We need to pick it up where coolo left it, and add tests for the situation aswell, note that this might also require to revisit the changes done in https://github.com/os-autoinst/openQA/pull/1718
#2 Updated by EDiGiacinto over 1 year ago
Also https://github.com/os-autoinst/openQA/pull/1717 is related to it.
<mudler>that PR is hotpatched in osd already right? https://openqa.suse.de/tests/1917358#settings -> not sure, but looks like it's not catching more-than-one chained parents still <mudler>as one of the parent is uploading now, but it went running and missed asset <mudler>(they were both running in parallel, now it failed the parent, for other reasons) <coolo>mudler: what's also possible is that the blocked_by wasn't even calculated - depending how the job was created <mudler>it's also somehow missing the parents.. i mean they should be two, no? <foursixnine>coolo: I think blocked_by is depending on using isos post/job duplicate right? <mudler>but if i read correctly, https://openqa.suse.de/tests/1913372#settings is the one that was posted <mudler>and misses parents as well <coolo>mudler: if it's missing parents, that's a completely different part then <mudler>my point :) but i guess there are two bugs then, because even if the parent was in the DB it didn't waited for it <coolo>I don't think there is a parent - so no waiting
#4 Updated by EDiGiacinto over 1 year ago
For sake of reference, even with that PR, all seems pretty broken still:
1) Child jobs are not waiting anymore for parents to go in certain cases - still to bisect, but i believe this is a showoff from two different bugs in two different code parts e.g. https://openqa.suse.de/tests/1917358
2) Stale jobs in running state forever - In few days of having this in production, we are having back bugs that were actually addressed in the previous scheduler logics, that had to cope with production loads ( maybe we did simplified maybe too much here ? ) see for e.g. https://openqa.suse.de/tests/1925778 but we had plenty of them with ' State: running finished 3 days ago ( 00:03 minutes ) ' or similar.
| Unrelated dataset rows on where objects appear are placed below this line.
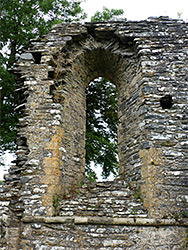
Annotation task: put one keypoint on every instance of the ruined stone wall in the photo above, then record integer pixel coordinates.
(42, 204)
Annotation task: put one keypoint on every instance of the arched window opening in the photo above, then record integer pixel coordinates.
(101, 129)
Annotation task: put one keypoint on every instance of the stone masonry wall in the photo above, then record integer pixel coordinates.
(43, 204)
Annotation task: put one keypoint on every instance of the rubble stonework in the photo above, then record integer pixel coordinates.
(46, 203)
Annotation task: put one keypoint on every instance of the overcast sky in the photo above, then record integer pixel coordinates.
(140, 9)
(134, 10)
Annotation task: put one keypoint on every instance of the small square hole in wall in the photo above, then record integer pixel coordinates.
(166, 102)
(37, 57)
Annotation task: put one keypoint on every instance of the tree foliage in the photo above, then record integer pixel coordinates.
(107, 14)
(20, 21)
(102, 117)
(101, 127)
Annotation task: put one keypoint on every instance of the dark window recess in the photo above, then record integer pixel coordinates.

3) Having a separated way to represent the cluster is a bit confusing now - we have settings page that show something that is not coherent what the scheduler is actually considering, and this makes things to debug even more messy, because you see something, scheduler does another, so from my point this is a big -1 as makes things a lot counterintuitive (just my opinion).
4) Tests are kinda bended to make them go successfully towards new scheduler logic, which makes me wonder if this is working as it is expected, as the core logic is not covered by unit tests.
For me, IMHO this is kinda a no-go at this point.